Common Horse Injuries


Q3)  My horse has incurred a common injury, should I call the vet?

This can be a very tricky and scary question. It's very similar to what parents of newborns experience when every fever seems to warrant a call to the pediatrician. So how do you decide? There are some very obvious situations when a horse's life is in immediate danger due to an injury and there is no question about whether or not to summon a vet but there are other situations when you are just not sure if its really necessary. We all know how valuable a veterinarian's time is and we certainly don't want delay or distract the vet from a true emergency.

Here is an abbreviated guide to when you should call your vet after a common horse injury has occurred:

1.    Any obvious or suspected broken bones.

2.    Any deep lacerations that show injury deeper than the level of the skin

3.    Any large puncture wound.

4.    Any scrapes or abrasions that cover large areas of your horses body. 
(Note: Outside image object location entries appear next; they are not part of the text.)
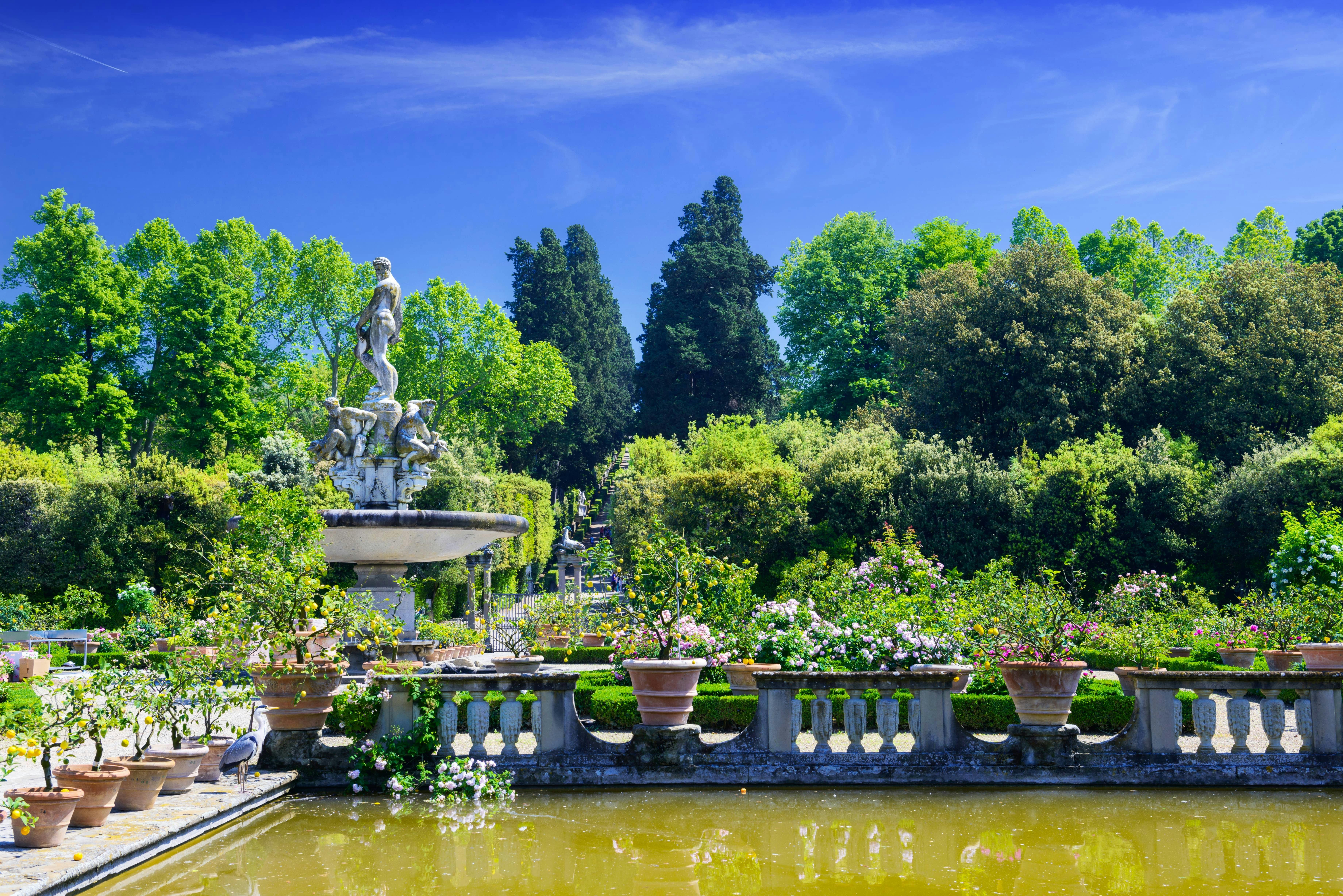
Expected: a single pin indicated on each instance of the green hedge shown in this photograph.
(578, 655)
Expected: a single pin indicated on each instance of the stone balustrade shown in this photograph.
(1146, 752)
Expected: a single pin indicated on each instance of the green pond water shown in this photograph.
(668, 841)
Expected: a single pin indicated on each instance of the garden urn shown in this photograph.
(299, 698)
(518, 666)
(53, 812)
(1043, 692)
(1282, 660)
(959, 683)
(741, 679)
(209, 770)
(665, 688)
(1239, 657)
(140, 789)
(100, 792)
(186, 765)
(1322, 657)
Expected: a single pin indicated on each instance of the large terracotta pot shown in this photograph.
(186, 765)
(664, 688)
(52, 809)
(1126, 678)
(281, 688)
(140, 790)
(100, 792)
(1239, 657)
(209, 770)
(519, 666)
(963, 674)
(1043, 692)
(741, 679)
(1282, 660)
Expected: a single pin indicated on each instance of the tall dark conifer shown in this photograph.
(561, 296)
(707, 346)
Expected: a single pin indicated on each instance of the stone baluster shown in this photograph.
(1205, 721)
(888, 719)
(479, 722)
(1305, 725)
(511, 722)
(1239, 721)
(855, 721)
(447, 725)
(823, 721)
(1274, 718)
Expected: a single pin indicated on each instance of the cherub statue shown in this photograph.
(347, 429)
(414, 441)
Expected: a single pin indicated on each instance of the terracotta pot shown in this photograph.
(1239, 657)
(1282, 660)
(53, 812)
(1322, 657)
(209, 770)
(741, 679)
(140, 790)
(963, 674)
(1126, 678)
(664, 688)
(100, 789)
(281, 686)
(519, 666)
(1043, 692)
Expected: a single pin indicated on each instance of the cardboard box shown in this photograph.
(31, 667)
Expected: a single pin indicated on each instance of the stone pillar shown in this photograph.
(888, 719)
(823, 721)
(1205, 721)
(379, 580)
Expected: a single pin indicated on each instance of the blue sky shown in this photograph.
(436, 134)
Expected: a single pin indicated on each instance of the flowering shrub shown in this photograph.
(1310, 551)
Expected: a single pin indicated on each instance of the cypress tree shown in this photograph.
(707, 346)
(561, 296)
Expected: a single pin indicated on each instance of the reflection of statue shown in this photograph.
(378, 330)
(346, 432)
(414, 441)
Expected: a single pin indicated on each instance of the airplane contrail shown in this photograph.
(66, 49)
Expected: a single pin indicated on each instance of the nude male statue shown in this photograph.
(414, 441)
(378, 330)
(347, 429)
5.    Contusions that continue to swell more than 24 hours after injury.

6.    In performance horses any sign of lameness is usually enough to call a vet, as even a slight swelling could indicate a bowed tendon. If your horse is unable to bear any weight on the leg and is showing a "hopping" movement a vet is certainly needed as well. With non-performance horses unresolved lameness or "off-ness" after 12-24 hours should be attended to by a veterinarian. 

It is so very important to become familiar with equine injuries so that you can make educated decisions when administering first aid and calling for medical help. Once you have this knowledge you can feel more comfortable going with your "gut feeling" in both emergency and non-emergency situations. And if all else fails and you still don't know what to do, you can always go with "better safe than sorry" and put that call into the vet.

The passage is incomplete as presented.